His confidence in Thomson Reuters’s ability to weather a potential economic storm comes first from the fact that 80 per cent of the company’s revenues are locked into multiyear contracts, which gives the company certainty about the money coming in. Thomson Reuters also has low debt and a US$7.2-billion stake in the London Stock Exchange Group (LSEG), which it can sell in tranches from 2023 to 2025.

“We think that provides us with tremendous firepower in uncertain times, particularly as valuations come back to earth a little bit,” Mr. Hasker said.

His focus on valuations relates to the company’s stated pursuit of acquisitions to bolster its core business units, which have been hampered in recent quarters by the high price tags attached to technology and software companies. Of late, there appears to be “more downward pressure than up” on company valuations, and Mr. Hasker is increasingly hopeful that Thomson Reuters can do “a few transactions this year and next.”

The company also has minimal direct exposure to Russia of less than US$10-million annually, mostly tied to customers of its Reuters news agency business.

In the first quarter, Thomson Reuters earned US$1-billion, or US$2.07 a share, compared with US$5-billion, or US$10.15, a year earlier.

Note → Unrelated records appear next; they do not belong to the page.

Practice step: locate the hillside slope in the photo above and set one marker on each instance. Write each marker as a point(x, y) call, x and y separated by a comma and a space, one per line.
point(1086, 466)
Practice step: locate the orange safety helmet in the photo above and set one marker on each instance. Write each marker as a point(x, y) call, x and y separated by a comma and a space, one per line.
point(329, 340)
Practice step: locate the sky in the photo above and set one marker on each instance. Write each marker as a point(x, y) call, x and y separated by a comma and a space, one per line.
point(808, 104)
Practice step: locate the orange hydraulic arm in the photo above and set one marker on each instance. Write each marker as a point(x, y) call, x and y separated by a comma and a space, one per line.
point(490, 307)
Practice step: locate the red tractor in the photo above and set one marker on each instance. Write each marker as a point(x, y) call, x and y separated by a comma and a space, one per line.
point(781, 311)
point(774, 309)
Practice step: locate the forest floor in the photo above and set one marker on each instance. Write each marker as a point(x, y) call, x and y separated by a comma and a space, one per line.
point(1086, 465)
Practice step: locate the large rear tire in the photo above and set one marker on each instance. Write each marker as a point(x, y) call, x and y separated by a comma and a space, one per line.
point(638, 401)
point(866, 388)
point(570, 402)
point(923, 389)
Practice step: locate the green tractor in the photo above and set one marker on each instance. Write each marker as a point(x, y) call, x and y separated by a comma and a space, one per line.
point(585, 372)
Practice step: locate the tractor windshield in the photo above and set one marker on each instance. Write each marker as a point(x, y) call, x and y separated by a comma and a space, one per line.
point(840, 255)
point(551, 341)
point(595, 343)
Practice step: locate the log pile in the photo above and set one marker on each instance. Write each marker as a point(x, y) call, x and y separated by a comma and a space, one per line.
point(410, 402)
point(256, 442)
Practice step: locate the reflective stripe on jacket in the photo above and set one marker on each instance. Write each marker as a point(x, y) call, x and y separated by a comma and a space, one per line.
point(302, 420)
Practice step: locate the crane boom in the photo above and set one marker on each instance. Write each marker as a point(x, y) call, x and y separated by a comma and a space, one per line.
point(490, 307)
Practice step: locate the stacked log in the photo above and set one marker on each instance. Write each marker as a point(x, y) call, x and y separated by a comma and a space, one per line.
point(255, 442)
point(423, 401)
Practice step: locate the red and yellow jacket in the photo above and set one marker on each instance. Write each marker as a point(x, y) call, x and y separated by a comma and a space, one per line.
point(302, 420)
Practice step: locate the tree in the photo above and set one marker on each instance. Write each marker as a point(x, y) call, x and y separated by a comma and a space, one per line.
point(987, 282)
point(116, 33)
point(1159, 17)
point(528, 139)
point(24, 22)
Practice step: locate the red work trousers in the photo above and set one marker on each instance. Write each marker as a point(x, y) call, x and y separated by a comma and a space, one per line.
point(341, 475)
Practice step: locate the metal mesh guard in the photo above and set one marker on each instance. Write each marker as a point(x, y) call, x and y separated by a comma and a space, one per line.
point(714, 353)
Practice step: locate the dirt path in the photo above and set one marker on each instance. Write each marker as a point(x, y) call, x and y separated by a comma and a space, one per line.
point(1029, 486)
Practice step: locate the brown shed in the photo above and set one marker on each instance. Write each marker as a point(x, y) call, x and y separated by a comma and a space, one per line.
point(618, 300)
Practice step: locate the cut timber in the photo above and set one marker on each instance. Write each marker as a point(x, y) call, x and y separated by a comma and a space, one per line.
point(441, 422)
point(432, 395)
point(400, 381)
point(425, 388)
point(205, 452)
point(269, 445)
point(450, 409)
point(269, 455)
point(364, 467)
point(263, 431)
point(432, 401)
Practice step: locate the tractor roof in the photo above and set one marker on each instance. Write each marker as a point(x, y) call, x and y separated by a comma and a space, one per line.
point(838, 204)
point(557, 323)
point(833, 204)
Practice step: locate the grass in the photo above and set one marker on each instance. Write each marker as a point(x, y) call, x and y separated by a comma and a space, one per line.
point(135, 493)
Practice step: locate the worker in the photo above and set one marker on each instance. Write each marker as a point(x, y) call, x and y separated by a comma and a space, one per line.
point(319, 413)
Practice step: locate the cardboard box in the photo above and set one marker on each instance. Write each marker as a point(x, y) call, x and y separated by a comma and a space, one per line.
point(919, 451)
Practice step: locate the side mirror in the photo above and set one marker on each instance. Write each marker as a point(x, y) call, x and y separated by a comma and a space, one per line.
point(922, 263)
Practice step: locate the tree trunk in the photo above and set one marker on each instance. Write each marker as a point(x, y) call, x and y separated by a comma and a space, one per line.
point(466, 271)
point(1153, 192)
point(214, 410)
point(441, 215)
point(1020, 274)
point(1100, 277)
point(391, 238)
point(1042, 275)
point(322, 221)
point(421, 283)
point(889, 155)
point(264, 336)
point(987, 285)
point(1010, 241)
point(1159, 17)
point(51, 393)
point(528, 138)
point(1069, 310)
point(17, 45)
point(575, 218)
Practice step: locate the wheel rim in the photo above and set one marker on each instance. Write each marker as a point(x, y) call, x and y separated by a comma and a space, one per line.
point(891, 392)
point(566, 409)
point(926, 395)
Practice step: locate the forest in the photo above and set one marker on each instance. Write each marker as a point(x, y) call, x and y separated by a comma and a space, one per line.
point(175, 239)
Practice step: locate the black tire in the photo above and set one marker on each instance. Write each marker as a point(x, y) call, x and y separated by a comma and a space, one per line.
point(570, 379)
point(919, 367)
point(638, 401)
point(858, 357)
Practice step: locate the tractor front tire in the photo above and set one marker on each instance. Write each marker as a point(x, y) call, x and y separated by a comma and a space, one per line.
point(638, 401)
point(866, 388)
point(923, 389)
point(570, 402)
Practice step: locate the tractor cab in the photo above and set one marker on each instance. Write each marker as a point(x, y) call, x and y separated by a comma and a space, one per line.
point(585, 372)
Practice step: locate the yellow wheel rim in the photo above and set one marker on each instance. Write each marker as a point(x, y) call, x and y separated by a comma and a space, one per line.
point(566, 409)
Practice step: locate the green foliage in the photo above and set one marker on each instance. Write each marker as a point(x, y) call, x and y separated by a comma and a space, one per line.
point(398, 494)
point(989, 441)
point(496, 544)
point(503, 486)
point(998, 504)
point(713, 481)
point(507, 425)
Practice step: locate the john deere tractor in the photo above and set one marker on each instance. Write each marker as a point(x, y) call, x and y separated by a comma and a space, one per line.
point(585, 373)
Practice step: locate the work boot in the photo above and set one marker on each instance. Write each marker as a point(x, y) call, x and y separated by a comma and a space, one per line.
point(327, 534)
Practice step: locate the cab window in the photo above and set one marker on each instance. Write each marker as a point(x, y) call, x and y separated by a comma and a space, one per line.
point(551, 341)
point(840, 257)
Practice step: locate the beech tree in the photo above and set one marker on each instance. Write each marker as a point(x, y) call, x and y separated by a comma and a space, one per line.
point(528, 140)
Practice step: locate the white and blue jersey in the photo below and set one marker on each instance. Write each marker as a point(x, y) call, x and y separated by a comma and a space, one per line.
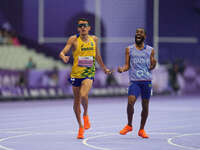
point(140, 63)
point(140, 75)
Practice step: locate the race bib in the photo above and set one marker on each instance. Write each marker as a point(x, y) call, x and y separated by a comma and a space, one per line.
point(85, 61)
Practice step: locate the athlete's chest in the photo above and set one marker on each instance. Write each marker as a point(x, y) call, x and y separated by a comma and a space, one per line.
point(84, 46)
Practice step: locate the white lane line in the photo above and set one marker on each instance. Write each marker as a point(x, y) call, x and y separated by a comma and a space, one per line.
point(11, 137)
point(93, 137)
point(110, 134)
point(170, 141)
point(5, 148)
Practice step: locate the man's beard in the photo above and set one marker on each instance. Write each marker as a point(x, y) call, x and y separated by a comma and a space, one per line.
point(139, 42)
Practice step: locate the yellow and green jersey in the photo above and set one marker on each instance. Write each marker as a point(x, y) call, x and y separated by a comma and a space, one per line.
point(84, 59)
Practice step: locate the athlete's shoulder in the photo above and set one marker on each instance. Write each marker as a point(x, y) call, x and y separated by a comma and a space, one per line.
point(94, 37)
point(130, 46)
point(73, 37)
point(149, 47)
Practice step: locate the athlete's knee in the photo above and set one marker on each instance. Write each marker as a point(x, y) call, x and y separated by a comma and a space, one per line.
point(131, 100)
point(84, 97)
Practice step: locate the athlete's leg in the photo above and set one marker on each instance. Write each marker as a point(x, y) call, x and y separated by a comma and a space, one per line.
point(85, 88)
point(145, 93)
point(133, 93)
point(145, 112)
point(77, 102)
point(130, 108)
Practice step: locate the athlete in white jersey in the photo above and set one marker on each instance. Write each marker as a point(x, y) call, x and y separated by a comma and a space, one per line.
point(139, 61)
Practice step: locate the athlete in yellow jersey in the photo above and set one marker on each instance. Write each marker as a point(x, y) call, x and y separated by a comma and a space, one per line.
point(85, 51)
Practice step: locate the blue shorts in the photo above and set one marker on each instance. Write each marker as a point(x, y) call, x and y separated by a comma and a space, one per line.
point(140, 87)
point(77, 81)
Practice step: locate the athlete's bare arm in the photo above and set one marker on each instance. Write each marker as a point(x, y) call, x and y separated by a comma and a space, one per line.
point(67, 48)
point(127, 62)
point(153, 60)
point(98, 57)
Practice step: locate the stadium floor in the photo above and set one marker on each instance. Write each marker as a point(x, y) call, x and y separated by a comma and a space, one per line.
point(173, 124)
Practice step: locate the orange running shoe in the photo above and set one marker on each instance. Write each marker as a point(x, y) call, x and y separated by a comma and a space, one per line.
point(86, 122)
point(126, 129)
point(142, 133)
point(80, 133)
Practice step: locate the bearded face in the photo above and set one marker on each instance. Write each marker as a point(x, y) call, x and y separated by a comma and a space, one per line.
point(140, 36)
point(139, 39)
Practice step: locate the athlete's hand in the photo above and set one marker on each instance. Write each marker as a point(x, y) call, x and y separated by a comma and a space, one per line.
point(107, 71)
point(120, 69)
point(65, 59)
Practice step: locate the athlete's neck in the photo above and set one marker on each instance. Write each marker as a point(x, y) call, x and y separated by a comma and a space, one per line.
point(84, 38)
point(139, 46)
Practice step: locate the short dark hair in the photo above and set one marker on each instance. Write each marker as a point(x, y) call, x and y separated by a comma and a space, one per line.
point(143, 30)
point(82, 19)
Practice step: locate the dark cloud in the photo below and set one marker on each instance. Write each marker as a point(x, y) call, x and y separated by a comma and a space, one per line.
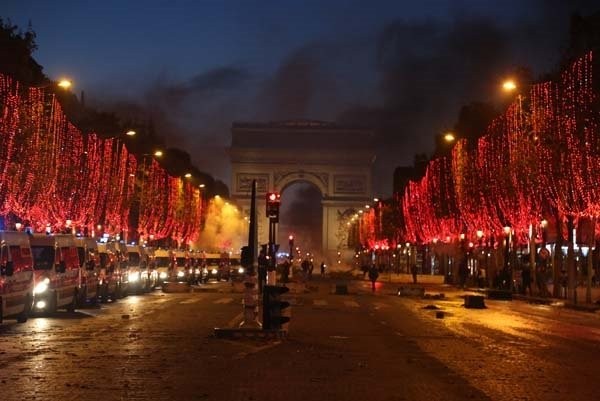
point(300, 84)
point(214, 82)
point(408, 81)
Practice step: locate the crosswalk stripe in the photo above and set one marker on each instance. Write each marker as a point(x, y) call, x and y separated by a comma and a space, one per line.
point(223, 301)
point(190, 301)
point(352, 304)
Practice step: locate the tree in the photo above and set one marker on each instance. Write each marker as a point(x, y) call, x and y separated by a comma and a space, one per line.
point(16, 48)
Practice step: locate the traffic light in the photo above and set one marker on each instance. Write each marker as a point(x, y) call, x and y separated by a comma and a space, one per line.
point(273, 307)
point(273, 202)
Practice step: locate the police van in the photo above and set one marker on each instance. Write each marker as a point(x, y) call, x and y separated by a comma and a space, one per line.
point(89, 269)
point(16, 276)
point(137, 269)
point(56, 269)
point(164, 262)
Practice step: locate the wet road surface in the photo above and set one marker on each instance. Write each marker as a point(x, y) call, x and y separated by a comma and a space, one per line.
point(347, 347)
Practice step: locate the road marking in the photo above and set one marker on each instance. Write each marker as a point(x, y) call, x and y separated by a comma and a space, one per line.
point(236, 320)
point(190, 301)
point(223, 301)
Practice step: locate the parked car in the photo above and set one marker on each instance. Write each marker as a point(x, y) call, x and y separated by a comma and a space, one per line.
point(164, 263)
point(137, 269)
point(181, 268)
point(109, 279)
point(215, 266)
point(16, 276)
point(56, 269)
point(89, 270)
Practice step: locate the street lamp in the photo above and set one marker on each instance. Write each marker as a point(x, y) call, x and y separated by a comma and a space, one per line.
point(509, 85)
point(449, 137)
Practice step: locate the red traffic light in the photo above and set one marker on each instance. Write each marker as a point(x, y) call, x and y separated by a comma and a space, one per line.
point(273, 202)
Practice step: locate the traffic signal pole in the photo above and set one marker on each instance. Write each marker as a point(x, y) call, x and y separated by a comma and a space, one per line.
point(271, 269)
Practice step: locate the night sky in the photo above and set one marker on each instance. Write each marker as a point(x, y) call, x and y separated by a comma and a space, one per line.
point(197, 66)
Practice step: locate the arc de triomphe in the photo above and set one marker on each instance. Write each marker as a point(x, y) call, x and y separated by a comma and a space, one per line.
point(335, 159)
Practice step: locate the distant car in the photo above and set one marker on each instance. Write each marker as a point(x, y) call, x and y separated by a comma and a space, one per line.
point(236, 271)
point(215, 266)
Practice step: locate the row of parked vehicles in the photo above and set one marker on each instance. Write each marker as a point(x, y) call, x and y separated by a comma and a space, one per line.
point(43, 273)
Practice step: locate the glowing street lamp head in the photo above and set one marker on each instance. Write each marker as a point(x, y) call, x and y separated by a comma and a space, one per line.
point(509, 85)
point(64, 83)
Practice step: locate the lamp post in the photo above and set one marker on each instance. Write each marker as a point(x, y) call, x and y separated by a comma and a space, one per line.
point(507, 237)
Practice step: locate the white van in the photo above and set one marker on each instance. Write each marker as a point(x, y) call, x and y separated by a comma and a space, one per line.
point(16, 276)
point(137, 269)
point(89, 269)
point(56, 268)
point(164, 263)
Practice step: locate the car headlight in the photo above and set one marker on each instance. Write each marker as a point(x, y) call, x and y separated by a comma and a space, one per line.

But the latest quarter and the comparable period a year ago were both affected by large one-time gains related to the sale of its former financial and risk division, now known as Refinitiv, to the LSEG.

Adjusted to exclude those items, Thomson Reuters said it earned 66 US cents a share, ahead of the consensus estimate of 61 US cents among analysts, according to Refinitiv.

Woodbridge Co. Ltd., the Thomson family holding company and controlling shareholder of Thomson Reuters, also owns The Globe and Mail.

Fifteen months into Thomson Reuters’s transformation plan, which aims to sharpen the company’s focus on using technology to provide its content and to improve the experience for customers, the company has invested US$357-million of a planned US$600-million. So far, that has generated annual savings of about US$305-million.

Revenue from Thomson Reuters’s unit serving legal clients increased 4 per cent to US$698-million. Revenue from corporate clients was up 8 per cent to US$411-million, and tax and accounting revenue surged 11 per cent higher to US$253-million. First-quarter results also got a boost from higher than normal revenue from transactions that are not expected to recur.

The fourth unit that posted growth was Reuters News, where revenue was up 7 per cent to US$176-million. Revenue at the company’s Global Print segment fell 1 per cent in the quarter to US$142-million.